Once it happened that two monks were traveling. They crossed a river in a boat, and the ferryman said to them, “Where are you going? If you are going to the city beyond this valley, go slowly.’
But the old monk said, “If we go slowly we will never reach, because we have heard that the gates of that city are closed after sunset, and we have just one or two hours at the most, and it is a very long distance. If we go slowly we will never reach, and we will have to wait outside the city. And the outside of the city is dangerous—wild animals and everything—so we will have to make haste.
The ferryman said, “Okay, but this is my experience: Those who go slowly, reach.”
The other monk listened to it. He was a young man and he thought, “I don’t know this part of the country, and this ferryman may be right, so it is better to follow his advice.” So he walked slowly, leisurely, as if not going anywhere, not in a hurry, just for a walk.

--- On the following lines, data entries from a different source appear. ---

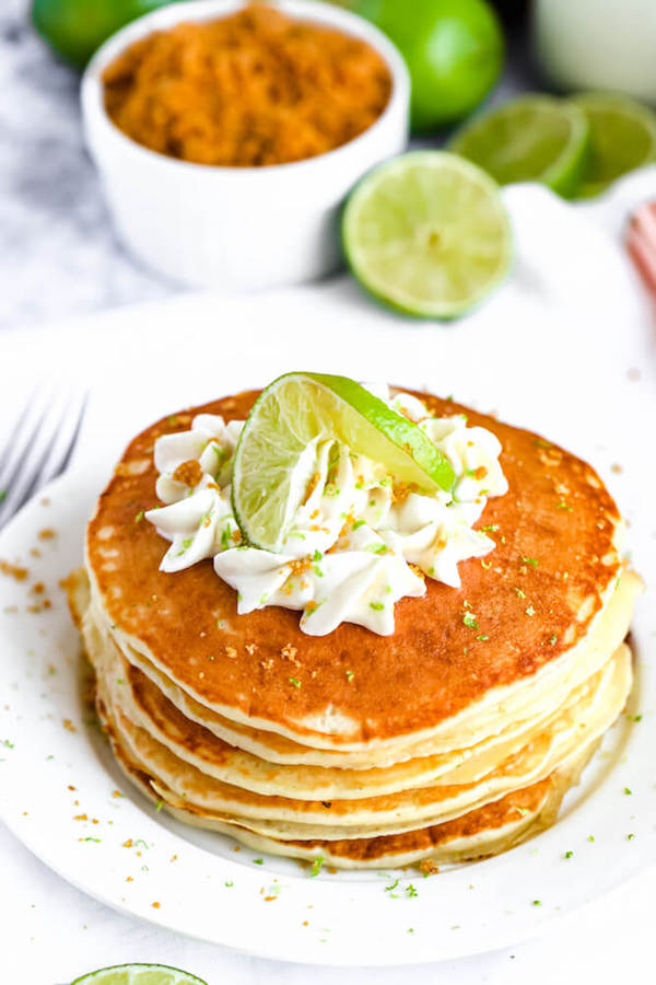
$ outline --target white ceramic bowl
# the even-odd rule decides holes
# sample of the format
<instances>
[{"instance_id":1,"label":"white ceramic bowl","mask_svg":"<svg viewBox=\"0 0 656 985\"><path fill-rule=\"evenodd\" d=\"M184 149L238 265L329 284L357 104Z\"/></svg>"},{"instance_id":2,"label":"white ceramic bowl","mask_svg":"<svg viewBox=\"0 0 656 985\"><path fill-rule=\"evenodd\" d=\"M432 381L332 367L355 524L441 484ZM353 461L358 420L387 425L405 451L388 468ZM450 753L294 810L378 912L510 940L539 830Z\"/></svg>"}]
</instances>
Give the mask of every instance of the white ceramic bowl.
<instances>
[{"instance_id":1,"label":"white ceramic bowl","mask_svg":"<svg viewBox=\"0 0 656 985\"><path fill-rule=\"evenodd\" d=\"M86 142L125 244L149 267L188 285L245 290L297 283L339 264L338 210L354 183L408 139L410 83L398 50L376 27L338 7L281 0L290 16L367 42L393 77L389 103L349 143L291 164L218 167L159 154L126 137L107 116L101 77L128 45L157 28L202 21L238 0L173 3L110 37L82 80Z\"/></svg>"}]
</instances>

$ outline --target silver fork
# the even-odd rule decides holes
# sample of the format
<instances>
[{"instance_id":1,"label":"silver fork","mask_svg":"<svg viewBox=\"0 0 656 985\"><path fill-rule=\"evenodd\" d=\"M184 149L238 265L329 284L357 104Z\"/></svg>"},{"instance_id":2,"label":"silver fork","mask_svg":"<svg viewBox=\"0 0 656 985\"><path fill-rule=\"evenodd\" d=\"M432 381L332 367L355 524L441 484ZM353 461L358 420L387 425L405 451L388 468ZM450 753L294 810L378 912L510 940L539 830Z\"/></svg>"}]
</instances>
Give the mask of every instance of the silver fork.
<instances>
[{"instance_id":1,"label":"silver fork","mask_svg":"<svg viewBox=\"0 0 656 985\"><path fill-rule=\"evenodd\" d=\"M68 467L87 396L34 392L0 453L0 526Z\"/></svg>"}]
</instances>

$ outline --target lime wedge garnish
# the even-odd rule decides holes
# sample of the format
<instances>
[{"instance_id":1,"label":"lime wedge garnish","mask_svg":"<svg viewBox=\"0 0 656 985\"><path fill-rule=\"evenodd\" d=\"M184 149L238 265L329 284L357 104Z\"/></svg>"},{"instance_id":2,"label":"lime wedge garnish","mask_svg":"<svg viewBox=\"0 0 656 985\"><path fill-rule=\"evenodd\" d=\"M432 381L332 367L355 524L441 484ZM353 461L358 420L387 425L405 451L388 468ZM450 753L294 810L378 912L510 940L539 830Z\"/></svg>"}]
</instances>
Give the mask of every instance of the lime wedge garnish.
<instances>
[{"instance_id":1,"label":"lime wedge garnish","mask_svg":"<svg viewBox=\"0 0 656 985\"><path fill-rule=\"evenodd\" d=\"M449 147L500 185L542 182L569 197L585 171L588 142L583 109L564 100L528 95L477 117Z\"/></svg>"},{"instance_id":2,"label":"lime wedge garnish","mask_svg":"<svg viewBox=\"0 0 656 985\"><path fill-rule=\"evenodd\" d=\"M164 964L117 964L82 975L72 985L207 985L207 982Z\"/></svg>"},{"instance_id":3,"label":"lime wedge garnish","mask_svg":"<svg viewBox=\"0 0 656 985\"><path fill-rule=\"evenodd\" d=\"M656 115L626 96L581 93L572 102L586 115L590 152L577 198L604 192L621 175L656 161Z\"/></svg>"},{"instance_id":4,"label":"lime wedge garnish","mask_svg":"<svg viewBox=\"0 0 656 985\"><path fill-rule=\"evenodd\" d=\"M304 468L304 452L326 439L426 493L455 482L449 462L422 429L354 380L286 373L256 401L235 451L233 510L248 543L280 551L314 468L314 454L305 455Z\"/></svg>"},{"instance_id":5,"label":"lime wedge garnish","mask_svg":"<svg viewBox=\"0 0 656 985\"><path fill-rule=\"evenodd\" d=\"M421 317L450 318L508 270L512 237L499 188L444 151L414 151L366 175L342 219L347 260L373 294Z\"/></svg>"}]
</instances>

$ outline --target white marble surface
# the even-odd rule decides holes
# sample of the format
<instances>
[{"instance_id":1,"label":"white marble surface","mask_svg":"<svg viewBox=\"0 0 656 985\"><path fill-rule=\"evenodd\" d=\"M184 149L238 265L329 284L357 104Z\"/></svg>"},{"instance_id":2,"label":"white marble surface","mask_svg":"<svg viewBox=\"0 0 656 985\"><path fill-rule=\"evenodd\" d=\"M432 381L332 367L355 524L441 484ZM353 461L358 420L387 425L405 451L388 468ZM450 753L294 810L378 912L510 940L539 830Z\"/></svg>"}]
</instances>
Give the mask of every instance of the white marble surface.
<instances>
[{"instance_id":1,"label":"white marble surface","mask_svg":"<svg viewBox=\"0 0 656 985\"><path fill-rule=\"evenodd\" d=\"M77 76L33 35L26 8L26 0L0 0L4 331L175 290L138 268L117 243L82 144ZM503 91L515 85L511 77ZM130 960L186 966L212 985L611 985L652 981L654 974L649 873L540 940L458 962L374 972L276 964L130 920L65 883L1 826L0 871L0 981L7 985L54 985Z\"/></svg>"},{"instance_id":2,"label":"white marble surface","mask_svg":"<svg viewBox=\"0 0 656 985\"><path fill-rule=\"evenodd\" d=\"M173 290L117 243L83 147L79 77L36 36L27 7L0 0L0 329Z\"/></svg>"},{"instance_id":3,"label":"white marble surface","mask_svg":"<svg viewBox=\"0 0 656 985\"><path fill-rule=\"evenodd\" d=\"M84 149L79 76L36 35L28 5L0 0L0 331L180 290L117 241ZM524 45L513 47L494 102L525 88Z\"/></svg>"}]
</instances>

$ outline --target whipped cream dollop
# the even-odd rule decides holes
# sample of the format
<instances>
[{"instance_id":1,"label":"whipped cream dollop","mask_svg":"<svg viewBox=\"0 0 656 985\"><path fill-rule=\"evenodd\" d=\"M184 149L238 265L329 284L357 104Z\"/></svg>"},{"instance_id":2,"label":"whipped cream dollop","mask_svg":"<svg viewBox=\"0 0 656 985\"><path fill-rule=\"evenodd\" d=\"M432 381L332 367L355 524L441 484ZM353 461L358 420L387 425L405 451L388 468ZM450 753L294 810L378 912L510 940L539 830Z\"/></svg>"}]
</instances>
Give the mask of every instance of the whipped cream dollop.
<instances>
[{"instance_id":1,"label":"whipped cream dollop","mask_svg":"<svg viewBox=\"0 0 656 985\"><path fill-rule=\"evenodd\" d=\"M261 551L242 543L231 506L232 459L244 421L199 414L189 431L155 442L156 493L165 506L145 518L171 542L161 570L211 557L216 575L237 591L239 614L267 605L302 610L301 628L311 636L343 622L387 636L395 603L423 595L426 578L459 588L458 564L495 547L472 525L489 497L507 491L501 444L491 431L468 427L464 415L431 417L410 394L367 389L415 421L446 455L456 473L450 493L402 487L379 463L336 440L316 440L306 450L312 478L282 548Z\"/></svg>"}]
</instances>

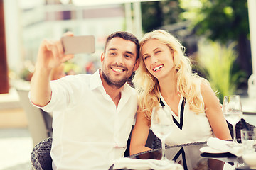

The old man hurried, started running. He had many scriptures on his back. Then he fell down: Tired, carrying weight,
old, in such a hurry, so tense, he fell down. The man who was not in a hurry simply walked and reached.
The ferryman was following and he came near the old man. He was lying by the side of the road; his leg was broken and blood was oozing out.
The ferryman said, “I told you that this has been always so: Those who walk slowly reach, those who are in a hurry always manage to stumble ‘somewhere or other. These parts are dangerous. The road is rough and you are an old man. And I had advised you, but you wouldn’t listen to me.”